En política, los espacios vacíos se ocupan. El poder es como el gas y el agua: una grieta no es un obstáculo. Es un camino. Que la legislatura de las virtudes, fruto del inmenso error que fue la repetición electoral del pasado noviembre, iba a ser el paraíso de la asimetría territorial ya lo sabíamos de sobra. Nada extraño. El Gobierno de Sánchez I, el Insomne depende de lo que quieran hacer con él los independentistas catalanes y vascos. Que este augurio se haya acelerado en apenas unos meses sí supone una novedad: el Estado español no se caracteriza por su eficacia, salvo cuando se trata de autodestruirse. En esto no tenemos rival.
A expensas de lo que depare la mesa de concesiones entre la Moncloa y Sant Jaume, el saldo de los primeros compases del nuevo tiempo político no puede ser más satisfactorio para los nacionalistas, que han dislocado la brújula de España en dirección a un ignoto non plus ultra. En este corto periodo de tiempo los presos independentistas salen de prisión con coartadas enternecedoras, Rufián se pasea por la Moncloa como un estadista, el hombre que no cogía el teléfono a Torra lo ha recibido, junto a sus trabucos (y pese a su inhabilitación), y el PNV, en vísperas de las elecciones en Euskadi, ha conseguido que los últimos rastros del Estado en el País Vasco se evaporen, logrando --entre otras cosas-- la gestión en régimen de monopolio de la Seguridad Social, incluyendo (por supuesto) el dinero extraordinario que todos vamos a poner para las pensiones euskaldunes, que serán sólo suyas pero costeará el sistema vigente.
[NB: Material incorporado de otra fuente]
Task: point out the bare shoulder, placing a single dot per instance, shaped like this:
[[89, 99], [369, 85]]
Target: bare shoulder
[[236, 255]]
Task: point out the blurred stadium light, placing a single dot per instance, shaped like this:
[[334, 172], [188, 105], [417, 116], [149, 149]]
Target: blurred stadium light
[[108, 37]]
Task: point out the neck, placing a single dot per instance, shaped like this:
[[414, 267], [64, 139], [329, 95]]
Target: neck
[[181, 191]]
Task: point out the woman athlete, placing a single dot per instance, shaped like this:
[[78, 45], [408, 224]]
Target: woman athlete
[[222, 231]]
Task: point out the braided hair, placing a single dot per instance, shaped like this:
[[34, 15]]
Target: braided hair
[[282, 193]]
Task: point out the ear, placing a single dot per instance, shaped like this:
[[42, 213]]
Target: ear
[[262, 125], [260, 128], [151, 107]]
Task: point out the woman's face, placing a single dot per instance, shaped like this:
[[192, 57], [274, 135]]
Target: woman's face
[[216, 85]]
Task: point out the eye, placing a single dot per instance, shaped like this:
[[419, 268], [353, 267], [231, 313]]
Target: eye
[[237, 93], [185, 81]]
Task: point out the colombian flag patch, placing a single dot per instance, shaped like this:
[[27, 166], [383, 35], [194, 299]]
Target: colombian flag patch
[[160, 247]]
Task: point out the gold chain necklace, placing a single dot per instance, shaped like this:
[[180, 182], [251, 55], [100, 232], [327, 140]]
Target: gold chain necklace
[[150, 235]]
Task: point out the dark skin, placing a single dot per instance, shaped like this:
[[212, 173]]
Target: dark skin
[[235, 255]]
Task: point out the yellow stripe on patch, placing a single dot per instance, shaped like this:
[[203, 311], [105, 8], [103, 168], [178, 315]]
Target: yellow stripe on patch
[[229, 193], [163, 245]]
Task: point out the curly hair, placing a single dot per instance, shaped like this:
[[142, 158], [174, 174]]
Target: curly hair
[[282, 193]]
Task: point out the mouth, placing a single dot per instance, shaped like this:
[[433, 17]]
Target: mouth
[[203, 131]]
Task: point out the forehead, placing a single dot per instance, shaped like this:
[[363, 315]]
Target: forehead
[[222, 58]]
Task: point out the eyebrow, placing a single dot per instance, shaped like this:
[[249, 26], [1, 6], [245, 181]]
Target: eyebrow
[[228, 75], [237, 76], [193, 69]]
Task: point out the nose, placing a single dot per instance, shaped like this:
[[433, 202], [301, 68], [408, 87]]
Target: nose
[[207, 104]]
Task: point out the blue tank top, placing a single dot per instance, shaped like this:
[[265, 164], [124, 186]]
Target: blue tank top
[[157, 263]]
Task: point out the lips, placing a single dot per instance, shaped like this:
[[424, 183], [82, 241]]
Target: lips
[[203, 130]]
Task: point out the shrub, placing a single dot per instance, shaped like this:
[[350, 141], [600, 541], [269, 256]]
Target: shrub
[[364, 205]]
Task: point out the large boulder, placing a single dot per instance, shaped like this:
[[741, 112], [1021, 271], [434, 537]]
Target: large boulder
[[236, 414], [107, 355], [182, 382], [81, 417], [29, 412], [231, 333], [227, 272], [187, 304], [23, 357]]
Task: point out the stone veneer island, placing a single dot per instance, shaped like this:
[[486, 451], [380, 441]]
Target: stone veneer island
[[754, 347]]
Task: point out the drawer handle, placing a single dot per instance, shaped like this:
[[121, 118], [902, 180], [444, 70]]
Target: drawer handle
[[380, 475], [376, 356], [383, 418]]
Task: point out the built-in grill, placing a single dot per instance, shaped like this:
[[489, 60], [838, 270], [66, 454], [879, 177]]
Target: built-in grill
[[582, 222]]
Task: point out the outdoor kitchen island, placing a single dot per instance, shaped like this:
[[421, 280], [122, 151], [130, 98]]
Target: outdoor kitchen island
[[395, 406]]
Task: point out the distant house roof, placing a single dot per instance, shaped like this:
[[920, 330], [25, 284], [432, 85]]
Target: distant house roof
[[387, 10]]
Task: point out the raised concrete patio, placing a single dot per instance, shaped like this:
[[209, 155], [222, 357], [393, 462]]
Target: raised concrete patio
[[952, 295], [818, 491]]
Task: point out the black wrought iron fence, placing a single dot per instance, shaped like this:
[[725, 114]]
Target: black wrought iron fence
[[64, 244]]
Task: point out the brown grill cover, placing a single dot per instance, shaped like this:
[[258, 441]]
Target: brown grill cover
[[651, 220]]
Es la insolidaridad llevada a la condición de arte: “Os odiamos, sí, pero vuestro dinero nos beneficia. A fin de cuentas, ya lo dice el clásico: lo mío es mío y lo tuyo también es nuestro”.
Por supuesto, una parte de estas concesiones (interesadas) ya venían recogidas en los famosos estatutos de autonomía, pero todos sabemos que estas leyes orgánicas fueron cocinadas en circunstancias similares a las actuales: gracias a un sistema electoral que convierte a los nacionalistas en los inevitables árbitros de la política española, en la que participan con una mentalidad fenicia, rara vez desinteresada. La bilateralidad es el trendic topic de la política española, que avanza a pasos veloces, casi con botas de siete leguas, hacia la disolución completa de España --incluida su lengua, sus símbolos y su cultura-- en los territorios controlados por los nacionalistas.
El proceso, claro, viene de lejos, pero ahora se acerca a sus máximos. No es que a nosotros nos moleste --más bien al contrario-- que la patria, sea ésta lo que sea, ocupe un lugar discreto en nuestras vidas. Nos parece hasta sano. El único problema es que en Euskadi y en Cataluña este camino no consiste precisamente en una suerte de acracia tácita, que sería lo deseable, sino que conduce al triunfo del totalitarismo. Se sustituye a una patria por otra, omnipresente, condenando así a los vascos y a los catalanes que no profesan el dogma nacionalista a vivir como si fueran extraños en su país, sin poder educar a sus hijos en su idioma y sin poder acceder, en igualdad de méritos, a la administración pública. Lo siguiente será expedir pasaportes interiores. Es cuestión de tiempo.
Todas las patrias, en el fondo, son una molestia, pero no es cierto que sean intercambiables: la democracia española, imperfecta, chusca y frágil, es infinitamente preferible a las distopías de campanario de los nacionalistas. Básicamente porque no exige ni a sus propios ciudadanos --a la vista está-- que crean en su perfección e infalibilidad, mientras que las republiquillas in fieri de los independentistas sí demandan la comunión marcial con su particular unidad de destino en lo particular. España, tal como la habíamos conocido, mengua. No es un drama, nos dicen. Puede ser. Lo que sí es una tragedia es su alternativa: una galaxia de cárceles identitarias donde la libertad de pensamiento es un delito. Para conseguirlo, los socialistas y cía no han tenido ni que cambiar la Santa Constitución. Les ha bastado con obviarla.